Since reuniting in 2005, Chicago pop-punk band the Smoking Popes have been, to put it kindly, conservative with their album output.
In fact, Lovely Stuff, their latest release, marks only their fourth release in the past two decades. Like all the efforts that have preceded it, the album is crammed with near-perfect three-minute pop-punk anthems, somehow making the wait for new material both frustrating and well worth it.
Commenting on the album, singer/songwriter Josh Caterer said it took two years to complete this album. “We went into the studio with just two songs in the summer of 2022, then I kept writing, and we’d go back every few months and record another couple songs. It was a long process because we were doing it all piecemeal, but I think the final product has a cohesive energy,” he said. “The songs all feel connected.”

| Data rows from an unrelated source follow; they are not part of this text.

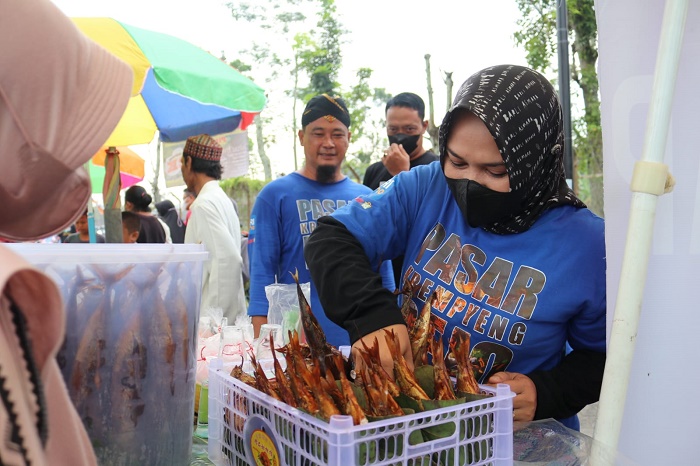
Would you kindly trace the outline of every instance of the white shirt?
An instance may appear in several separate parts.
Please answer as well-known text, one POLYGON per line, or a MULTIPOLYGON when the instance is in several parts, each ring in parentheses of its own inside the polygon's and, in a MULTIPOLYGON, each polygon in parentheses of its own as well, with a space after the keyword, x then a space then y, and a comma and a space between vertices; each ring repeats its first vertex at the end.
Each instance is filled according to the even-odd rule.
POLYGON ((200 312, 221 308, 229 325, 233 325, 236 316, 246 312, 238 215, 216 180, 202 187, 190 210, 185 243, 202 243, 209 251, 209 259, 204 263, 200 312))
POLYGON ((163 221, 162 218, 156 217, 158 221, 160 222, 160 226, 163 227, 163 231, 165 231, 165 243, 166 244, 173 244, 173 238, 170 236, 170 227, 168 226, 167 223, 163 221))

And he’s right; there is a cohesiveness to not only the songs on this album but to their entire catalog. Caterer’s well-documented distinctive crooning style is as strong now as it was on their breakout 1995 album, and his band plays punk rock in their 50s just as fast (if not faster) than those first few records. While the theme of romantic love is not always the first topic you think of in punk rock, that is a theme that has remained consistent throughout the Smoking Popes catalog. It’s a theme that is also woven throughout Lovely Stuff. From the triumphant album opener, “Golden Moment” and on “Racine” (one of the best moments on the record), through to “You Will Always Have My Heart,” Caterer is one of the last great romantic songwriters, even when he’s singing about love falling apart on “Madison” and “To This Very Day,” (“I love you with all the strength in my heart to this very day”), the juxtaposition of his vulnerable heart on sleeve lyrics backed by ferocious distorted guitars and hammered drums is as fresh today as it was in the 1990s. It seems appropriate then that the album ends on a beautiful cover of “Somewhere Under The Rainbow.”
The Smoking Popes’ incongruent Sinatra meets The Ramones vibe seemed a little confounding yet impressively brilliant in the 1990s, and not much (thankfully) has changed in the following three decades. Lovely Stuff shows The Smoking Popes can still pull together an album of songs that, on paper, seems too odd to work but is simply sublime.